The lawsuit contends that AOL accounts are particularly vulnerable to hacking and that the hacking was what let the cybercriminals know when certain transactions were going to take place, but as the article makes clear there were other opportunities for the lawyer to realize something was amiss:
It accuses Doran of forwarding bogus emails from the hackers — who were impersonating the seller of the apartment’s attorney — about payments from the Millards without confirming their authenticity last December. The name of the seller’s attorney was misspelled in the email which should have been a tip off that something was amiss.
Finally, the usually on-point Karen Rubin has a well-done post over at The Law For Lawyers Today about a relatively fortunate Oklahoma lawyer who managed to avoid full reciprocal discipline over his inability to figure out how to e-file in bankruptcy court.

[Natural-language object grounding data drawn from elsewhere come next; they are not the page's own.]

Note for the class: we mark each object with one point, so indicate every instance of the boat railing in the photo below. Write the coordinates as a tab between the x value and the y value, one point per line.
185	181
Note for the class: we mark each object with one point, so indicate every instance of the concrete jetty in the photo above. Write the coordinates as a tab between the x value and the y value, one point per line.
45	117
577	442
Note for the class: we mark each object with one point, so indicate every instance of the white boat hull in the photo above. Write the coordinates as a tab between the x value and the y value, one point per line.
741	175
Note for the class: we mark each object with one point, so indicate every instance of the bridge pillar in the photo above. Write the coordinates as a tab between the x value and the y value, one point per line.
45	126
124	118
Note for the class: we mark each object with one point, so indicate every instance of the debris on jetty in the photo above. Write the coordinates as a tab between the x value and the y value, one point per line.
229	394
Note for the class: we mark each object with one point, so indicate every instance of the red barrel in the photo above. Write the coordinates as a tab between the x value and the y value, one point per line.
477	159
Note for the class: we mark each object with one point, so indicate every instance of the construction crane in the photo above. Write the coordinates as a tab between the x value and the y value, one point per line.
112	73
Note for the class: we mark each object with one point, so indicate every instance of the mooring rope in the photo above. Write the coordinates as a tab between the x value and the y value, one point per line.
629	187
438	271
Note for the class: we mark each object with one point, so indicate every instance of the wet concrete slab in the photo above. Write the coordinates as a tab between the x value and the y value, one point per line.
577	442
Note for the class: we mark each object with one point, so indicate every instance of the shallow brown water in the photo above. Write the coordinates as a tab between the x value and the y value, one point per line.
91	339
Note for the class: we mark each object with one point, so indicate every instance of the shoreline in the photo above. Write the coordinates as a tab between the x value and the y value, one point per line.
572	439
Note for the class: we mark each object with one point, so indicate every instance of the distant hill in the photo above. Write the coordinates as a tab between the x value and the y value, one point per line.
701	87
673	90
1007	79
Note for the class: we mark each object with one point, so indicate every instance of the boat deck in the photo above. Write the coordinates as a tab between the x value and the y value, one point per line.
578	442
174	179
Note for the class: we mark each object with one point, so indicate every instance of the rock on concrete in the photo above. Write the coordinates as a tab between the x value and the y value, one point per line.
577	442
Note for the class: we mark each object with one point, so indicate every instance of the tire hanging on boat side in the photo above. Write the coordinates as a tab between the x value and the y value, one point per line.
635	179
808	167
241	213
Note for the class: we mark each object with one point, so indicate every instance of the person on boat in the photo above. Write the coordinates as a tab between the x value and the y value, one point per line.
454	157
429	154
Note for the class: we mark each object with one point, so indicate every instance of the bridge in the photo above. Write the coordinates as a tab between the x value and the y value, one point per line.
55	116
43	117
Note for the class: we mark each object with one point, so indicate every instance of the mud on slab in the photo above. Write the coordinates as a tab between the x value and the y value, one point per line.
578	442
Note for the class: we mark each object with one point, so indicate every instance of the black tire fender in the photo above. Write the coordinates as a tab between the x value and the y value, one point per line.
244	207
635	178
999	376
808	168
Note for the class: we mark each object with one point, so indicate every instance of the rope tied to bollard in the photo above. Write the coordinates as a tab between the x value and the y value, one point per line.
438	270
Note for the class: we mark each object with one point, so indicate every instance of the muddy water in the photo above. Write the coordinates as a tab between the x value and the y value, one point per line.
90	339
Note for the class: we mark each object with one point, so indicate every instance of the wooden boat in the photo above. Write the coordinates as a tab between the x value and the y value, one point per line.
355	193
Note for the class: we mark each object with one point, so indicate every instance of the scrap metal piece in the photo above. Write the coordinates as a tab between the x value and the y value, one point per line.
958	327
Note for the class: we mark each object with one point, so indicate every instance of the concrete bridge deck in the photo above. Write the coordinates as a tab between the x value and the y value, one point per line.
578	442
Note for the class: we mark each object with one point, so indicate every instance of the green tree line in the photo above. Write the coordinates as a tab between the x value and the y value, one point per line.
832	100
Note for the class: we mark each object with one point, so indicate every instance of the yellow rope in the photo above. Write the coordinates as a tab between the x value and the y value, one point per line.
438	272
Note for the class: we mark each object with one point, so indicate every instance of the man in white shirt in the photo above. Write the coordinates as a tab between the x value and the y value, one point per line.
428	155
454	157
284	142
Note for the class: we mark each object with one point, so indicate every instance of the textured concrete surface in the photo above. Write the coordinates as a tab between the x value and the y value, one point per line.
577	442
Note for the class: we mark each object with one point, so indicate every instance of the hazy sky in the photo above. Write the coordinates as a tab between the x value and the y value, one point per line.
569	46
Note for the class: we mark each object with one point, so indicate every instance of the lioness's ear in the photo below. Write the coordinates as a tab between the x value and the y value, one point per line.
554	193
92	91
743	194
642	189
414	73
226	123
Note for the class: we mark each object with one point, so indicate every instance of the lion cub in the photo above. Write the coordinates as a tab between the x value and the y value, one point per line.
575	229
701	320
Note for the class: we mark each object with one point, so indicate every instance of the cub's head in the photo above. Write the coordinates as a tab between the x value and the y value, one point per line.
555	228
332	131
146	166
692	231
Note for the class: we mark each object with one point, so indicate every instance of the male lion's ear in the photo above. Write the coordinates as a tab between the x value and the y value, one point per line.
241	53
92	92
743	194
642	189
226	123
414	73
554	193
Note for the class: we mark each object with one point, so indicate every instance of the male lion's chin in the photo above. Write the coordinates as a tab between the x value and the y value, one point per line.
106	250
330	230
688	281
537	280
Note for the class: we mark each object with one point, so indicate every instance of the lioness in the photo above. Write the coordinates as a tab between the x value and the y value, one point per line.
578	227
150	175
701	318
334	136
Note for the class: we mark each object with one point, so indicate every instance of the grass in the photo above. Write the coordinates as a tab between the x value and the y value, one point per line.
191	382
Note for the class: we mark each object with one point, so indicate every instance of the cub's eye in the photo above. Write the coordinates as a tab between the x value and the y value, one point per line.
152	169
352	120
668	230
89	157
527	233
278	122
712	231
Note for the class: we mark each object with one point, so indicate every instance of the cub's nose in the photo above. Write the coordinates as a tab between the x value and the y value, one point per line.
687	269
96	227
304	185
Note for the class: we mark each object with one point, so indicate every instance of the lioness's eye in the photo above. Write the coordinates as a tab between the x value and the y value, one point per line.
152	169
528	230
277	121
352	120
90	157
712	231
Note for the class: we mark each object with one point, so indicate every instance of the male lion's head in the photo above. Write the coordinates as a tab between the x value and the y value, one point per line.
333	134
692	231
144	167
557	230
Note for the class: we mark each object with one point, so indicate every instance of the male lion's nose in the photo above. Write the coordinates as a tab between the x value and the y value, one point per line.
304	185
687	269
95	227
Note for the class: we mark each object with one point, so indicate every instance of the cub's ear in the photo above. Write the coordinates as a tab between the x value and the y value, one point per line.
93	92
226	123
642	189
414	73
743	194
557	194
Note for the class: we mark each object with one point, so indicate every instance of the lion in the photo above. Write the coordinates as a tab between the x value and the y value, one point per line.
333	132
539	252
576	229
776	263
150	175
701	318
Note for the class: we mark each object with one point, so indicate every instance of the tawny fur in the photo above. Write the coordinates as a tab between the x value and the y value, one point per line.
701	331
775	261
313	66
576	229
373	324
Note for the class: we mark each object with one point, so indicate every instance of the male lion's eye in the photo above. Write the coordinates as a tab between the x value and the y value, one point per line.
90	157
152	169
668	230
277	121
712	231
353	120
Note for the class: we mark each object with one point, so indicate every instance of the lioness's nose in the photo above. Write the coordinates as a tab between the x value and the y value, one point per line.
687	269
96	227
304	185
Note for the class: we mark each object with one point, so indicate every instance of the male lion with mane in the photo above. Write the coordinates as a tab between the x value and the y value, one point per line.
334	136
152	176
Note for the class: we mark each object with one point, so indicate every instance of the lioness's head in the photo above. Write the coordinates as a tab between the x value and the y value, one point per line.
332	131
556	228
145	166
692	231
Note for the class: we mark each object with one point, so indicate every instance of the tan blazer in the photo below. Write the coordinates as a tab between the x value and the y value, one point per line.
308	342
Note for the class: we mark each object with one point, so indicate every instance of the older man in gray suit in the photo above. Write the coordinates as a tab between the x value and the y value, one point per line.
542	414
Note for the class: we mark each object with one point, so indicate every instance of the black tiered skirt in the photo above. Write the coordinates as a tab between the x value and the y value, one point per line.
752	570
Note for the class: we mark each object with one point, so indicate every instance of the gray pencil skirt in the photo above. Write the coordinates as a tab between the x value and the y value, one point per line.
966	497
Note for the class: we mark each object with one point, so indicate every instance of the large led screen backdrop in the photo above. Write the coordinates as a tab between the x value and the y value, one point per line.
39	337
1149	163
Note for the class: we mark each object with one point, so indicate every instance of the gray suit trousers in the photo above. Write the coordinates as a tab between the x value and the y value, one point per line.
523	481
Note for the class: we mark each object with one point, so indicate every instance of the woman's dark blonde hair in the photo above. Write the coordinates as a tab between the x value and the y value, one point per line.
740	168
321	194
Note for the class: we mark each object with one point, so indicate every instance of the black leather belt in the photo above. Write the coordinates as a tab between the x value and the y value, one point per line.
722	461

The Oklahoma lawyer was permanently suspended by the Western District of Oklahoma bankruptcy court from ever practicing before it again, but the Oklahoma Supreme Court hit him only with a public censure. Given the current rhetoric surrounding the practice of law and the demands everyone appears to assume lawyers absolutely must satisfy when it comes to using technology, it is pretty startling to read a state supreme court, in that case Oklahoma’s, issue an opinion in a lawyer discipline case that can be read to seem to minimize the obligation to be technologically competent. But, in fairness, unless the Oklahoma Supreme Court was going to be willing to disbar the lawyer in question — which would seem supremely harsh — then any discipline imposed through reciprocal channels was going to be less than that meted out by the federal bankruptcy court and a public censure sounds about right to me.